Using geometric morphometrics to determine the ‘fittest’ floral shape: a case study in large-flowered buzz-pollinated Melastomataceae
Dellinger, Agnes et al. (2023), Using geometric morphometrics to determine the ‘fittest’ floral shape: a case study in large-flowered buzz-pollinated Melastomataceae , Dryad, Dataset, https://doi.org/10.5061/dryad.2fqz612t5
Floral shape, i.e. the relative arrangement and position of floral organs, is critical in mediating fit with pollinators and maximizing conspecific pollen transfer. This seems particularly true for functionally specialized systems. To date, however, few studies have attempted to quantify flowers as the inherently three-dimensional structures that they are, and determine the effect of intraspecific shape variation on pollen transfer. We here address this research gap using a functionally specialized system, buzz pollination, where bees extract pollen through vibrations, as a model. Our study species, Meriania hernandoi (Melastomataceae), undergoes a natural floral shape change from pseudo-campanulate corollas with more actinomorphically-arranged stamens (first day) to open corollas with more zygomorphic stamens (second day) over anthesis, providing a natural experiment to test how variation in floral shape affects male and female fitness.

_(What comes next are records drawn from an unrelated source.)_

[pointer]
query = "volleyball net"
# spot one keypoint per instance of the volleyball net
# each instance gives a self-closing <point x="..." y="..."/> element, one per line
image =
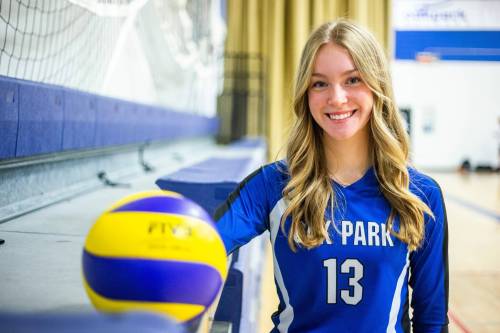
<point x="166" y="53"/>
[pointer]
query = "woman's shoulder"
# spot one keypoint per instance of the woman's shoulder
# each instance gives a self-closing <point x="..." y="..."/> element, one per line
<point x="424" y="186"/>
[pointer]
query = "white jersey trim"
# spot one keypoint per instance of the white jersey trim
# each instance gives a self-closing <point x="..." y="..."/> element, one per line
<point x="286" y="316"/>
<point x="396" y="299"/>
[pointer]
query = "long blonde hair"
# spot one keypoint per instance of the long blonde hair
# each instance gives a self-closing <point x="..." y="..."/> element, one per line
<point x="309" y="188"/>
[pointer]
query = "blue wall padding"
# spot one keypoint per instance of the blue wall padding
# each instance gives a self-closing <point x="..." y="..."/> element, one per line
<point x="79" y="120"/>
<point x="108" y="120"/>
<point x="40" y="120"/>
<point x="208" y="183"/>
<point x="37" y="118"/>
<point x="9" y="116"/>
<point x="231" y="300"/>
<point x="449" y="45"/>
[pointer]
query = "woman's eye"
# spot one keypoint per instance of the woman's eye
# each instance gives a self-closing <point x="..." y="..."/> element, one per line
<point x="319" y="84"/>
<point x="353" y="80"/>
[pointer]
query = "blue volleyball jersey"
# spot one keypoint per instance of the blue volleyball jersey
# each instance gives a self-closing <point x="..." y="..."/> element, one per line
<point x="358" y="281"/>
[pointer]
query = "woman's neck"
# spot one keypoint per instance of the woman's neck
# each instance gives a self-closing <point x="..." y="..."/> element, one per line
<point x="348" y="160"/>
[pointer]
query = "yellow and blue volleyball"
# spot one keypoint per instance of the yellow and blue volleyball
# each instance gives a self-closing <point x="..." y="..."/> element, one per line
<point x="156" y="251"/>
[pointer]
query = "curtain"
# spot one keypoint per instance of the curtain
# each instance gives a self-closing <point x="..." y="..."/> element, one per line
<point x="274" y="32"/>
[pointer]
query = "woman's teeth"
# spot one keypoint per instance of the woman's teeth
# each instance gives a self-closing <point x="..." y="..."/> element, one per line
<point x="340" y="116"/>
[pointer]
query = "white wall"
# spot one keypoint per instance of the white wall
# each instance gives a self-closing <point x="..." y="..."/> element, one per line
<point x="460" y="100"/>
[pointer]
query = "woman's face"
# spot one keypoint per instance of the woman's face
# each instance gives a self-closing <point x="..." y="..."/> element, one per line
<point x="339" y="101"/>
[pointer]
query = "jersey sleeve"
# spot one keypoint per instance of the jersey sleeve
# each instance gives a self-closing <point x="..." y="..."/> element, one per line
<point x="429" y="269"/>
<point x="244" y="214"/>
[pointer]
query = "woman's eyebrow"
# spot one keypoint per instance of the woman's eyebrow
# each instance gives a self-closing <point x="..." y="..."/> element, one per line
<point x="349" y="71"/>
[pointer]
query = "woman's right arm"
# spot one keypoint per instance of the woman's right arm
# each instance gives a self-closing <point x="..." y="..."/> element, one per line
<point x="245" y="213"/>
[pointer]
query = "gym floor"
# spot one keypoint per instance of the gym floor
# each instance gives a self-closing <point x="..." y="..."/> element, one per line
<point x="473" y="207"/>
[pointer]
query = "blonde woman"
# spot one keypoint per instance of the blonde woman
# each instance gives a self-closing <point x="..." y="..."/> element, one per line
<point x="352" y="226"/>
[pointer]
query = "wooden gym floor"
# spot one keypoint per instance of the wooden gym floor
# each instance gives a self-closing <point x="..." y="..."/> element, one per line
<point x="473" y="207"/>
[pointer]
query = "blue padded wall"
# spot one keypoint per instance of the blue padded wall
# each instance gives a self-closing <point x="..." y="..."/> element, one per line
<point x="79" y="120"/>
<point x="108" y="120"/>
<point x="40" y="120"/>
<point x="9" y="116"/>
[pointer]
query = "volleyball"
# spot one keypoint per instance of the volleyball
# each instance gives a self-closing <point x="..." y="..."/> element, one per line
<point x="155" y="251"/>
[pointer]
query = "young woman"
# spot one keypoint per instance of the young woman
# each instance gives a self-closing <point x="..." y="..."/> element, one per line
<point x="352" y="226"/>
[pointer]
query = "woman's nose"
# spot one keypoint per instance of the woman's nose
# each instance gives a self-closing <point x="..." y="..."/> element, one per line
<point x="337" y="96"/>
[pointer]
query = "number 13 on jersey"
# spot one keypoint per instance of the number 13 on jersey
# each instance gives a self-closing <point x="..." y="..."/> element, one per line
<point x="353" y="295"/>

In one population of M. hernandoi, we bagged 51 pre-anthetic flowers and exposed half of them to bee pollinators when they were in either stage of their shape transition. We then collected flowers, obtained 3D flower models through X-ray Computed Tomography for 3D geometric morphometrics, and counted the amount of pollen grains remaining per stamen (male fitness) and stigmatic pollen loads (female fitness).
We found significantly higher male fitness in open flowers with zygomorphic androecia than in pseudo-campanulate flowers. Female fitness did not differ among floral shapes.
These results suggest that there is an ‘optimal’ shape for male fitness, while the movement of bees around the flower when buzzing the spread-out stamens results in sufficient pollen deposition regardless of floral shape.
Experimental field data on pollen removal from flowers and pollen deposition collected in Cosanga, Ecuador; flowers were exposed to pollinators for two hours, then flowers were collected in 70% ethanol, and subsequently micro-CT scanned in the laboratories of the University of Vienna. After CT scanning, stamens were removed from flowers for pollen counting using a liquid particle counter, and stigmas were sliced off flowers for counting stigmatic pollen loads under a fluorescence microscope. Flower shapes were captured through the placement of landmarks on 3D models of the respective flowers, using the software AMIRA, and then analyzed in R. See details in our manuscript.